In this paper, I present some preliminary reflections on a research in progress that seeks to explore the soundlines of the urban transformations that are taking place in the Lisbon’s district of Mouraria. This historical quarter has been socially and urbanistically constructed as an object of urban redevelopment since the mid 1980s.  Today the area is subjected to an intense and ambitious plan of urban regeneration that involves a complex web of various political, institutional and social agents. The plan is oriented to the renewal of the public spaces and the improvement of quality of life of its residents. Moreover, it seeks to promote a new, more positive image of the neighbourhood, for Mouraria has historically dragged on the stigma of insecurity, poverty, decadence and social exclusion. My research examines how these processes of urban change impact on the sensory qualities of the public spaces of Mouraria and, in turn, shape the exclusion and inclusion of certain cultural practices and expressions. As the research is still in a very early stage, the aim of this paper is to reflect on some of the problems, challenges and opportunities of conducting a sound ethnography in an urban milieu in transformation.

 

Victor Stoichita

(CNRS, Laboratoire d’Ethnologie et de Sociologie Comparative, CREM, Paris-Ouest Nanterre)

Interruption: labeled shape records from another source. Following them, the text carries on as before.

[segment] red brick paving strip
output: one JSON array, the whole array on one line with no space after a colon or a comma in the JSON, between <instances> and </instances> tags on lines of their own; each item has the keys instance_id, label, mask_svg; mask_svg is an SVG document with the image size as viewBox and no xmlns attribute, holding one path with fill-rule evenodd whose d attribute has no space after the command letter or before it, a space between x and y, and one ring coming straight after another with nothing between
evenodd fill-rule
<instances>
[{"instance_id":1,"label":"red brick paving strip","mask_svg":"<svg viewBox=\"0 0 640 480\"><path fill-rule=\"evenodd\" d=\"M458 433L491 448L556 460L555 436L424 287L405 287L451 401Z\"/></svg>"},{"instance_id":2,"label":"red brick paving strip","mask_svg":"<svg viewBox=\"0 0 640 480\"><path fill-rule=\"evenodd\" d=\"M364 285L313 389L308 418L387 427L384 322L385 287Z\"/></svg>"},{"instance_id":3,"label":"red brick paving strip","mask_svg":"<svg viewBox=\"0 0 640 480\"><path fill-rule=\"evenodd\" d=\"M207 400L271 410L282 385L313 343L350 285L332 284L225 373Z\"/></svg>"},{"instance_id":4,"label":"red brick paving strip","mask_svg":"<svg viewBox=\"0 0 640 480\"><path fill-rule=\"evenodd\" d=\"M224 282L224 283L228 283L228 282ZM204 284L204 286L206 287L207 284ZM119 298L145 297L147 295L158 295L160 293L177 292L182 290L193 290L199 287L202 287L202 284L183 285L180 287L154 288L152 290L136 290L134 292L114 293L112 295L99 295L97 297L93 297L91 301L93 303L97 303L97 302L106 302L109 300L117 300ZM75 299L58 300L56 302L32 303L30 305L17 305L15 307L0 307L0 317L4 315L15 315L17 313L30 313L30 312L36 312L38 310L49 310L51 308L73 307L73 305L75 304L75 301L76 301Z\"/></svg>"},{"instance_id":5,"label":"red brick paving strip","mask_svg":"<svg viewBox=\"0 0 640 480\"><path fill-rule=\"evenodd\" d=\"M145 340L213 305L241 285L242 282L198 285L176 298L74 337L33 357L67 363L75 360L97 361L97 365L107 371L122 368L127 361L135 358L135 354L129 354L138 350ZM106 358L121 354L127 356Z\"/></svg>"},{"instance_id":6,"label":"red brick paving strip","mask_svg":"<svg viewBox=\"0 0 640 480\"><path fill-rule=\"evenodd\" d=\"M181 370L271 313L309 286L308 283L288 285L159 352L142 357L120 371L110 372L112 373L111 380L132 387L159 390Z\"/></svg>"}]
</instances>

Music as enchantment of place in Romanian popular parties

In Romania professional Roma musicians (lăutari) are often hired for popular parties such as weddings, christenings, village fairs or political meetings. The music they perform on such occasions is rarely the focus of the participants. To most of them, it is rather an environment in which they pursue particular interactions. This is particularly true since the bands have started to perform amplified. Not only is their sonic outreach wider, but also specific electronic effects enable them to re-spatialize the sounds. How does their musical space/time interact with the space/time of the party? What experience of place does this combination foster? To address such questions, I will focus on the « edge » between musical and ecological perception, at in- and outdoors live events.

 

Heikki Uimonen

(School of Social Sciences and Humanities, University of Tampere, Finland)

Verbalized Sounds: Methodological Challenges in Soundscape Studies

The ever-present contradiction of the anthropological research is present in the study of sonic environment as well: if the everyday phenomena, such as environmental sounds are mainly in the interests of researchers coming outside of the community, locals might find these issues somewhat challenging to relate to. This includes the verbalizing of the sonic phenomena of the acoustic community. The sounds of everyday life are hard to verbalize also in another sense: a lot of acoustic information escapes our conscious attention for perceptual psychological reasons, because of the vast amount of acoustic information and simply because we are accustomed to sounds familiar to us. This is reflected in the fieldwork. Especially while conducting interviews, the informants found it difficult to talk about the issues that concern their everyday, contemporary environment. To some extent, this held true to the soundscapes of the past as well. This paper introduces the methodological challenges on how the acoustic communities are being articulated during fieldwork and the possible solutions to overcome these challenges. The methods proposed are Sound Preference Test s, Recorded Listening Walks and Listening Tests. The empirical part of the paper consists of fieldwork trips on six European villages during the Acoustic Environments in Change (2000) and Soundscapes and Cultural Sustainability (2011) projects continuing the study Five Village Soundcapes (1975).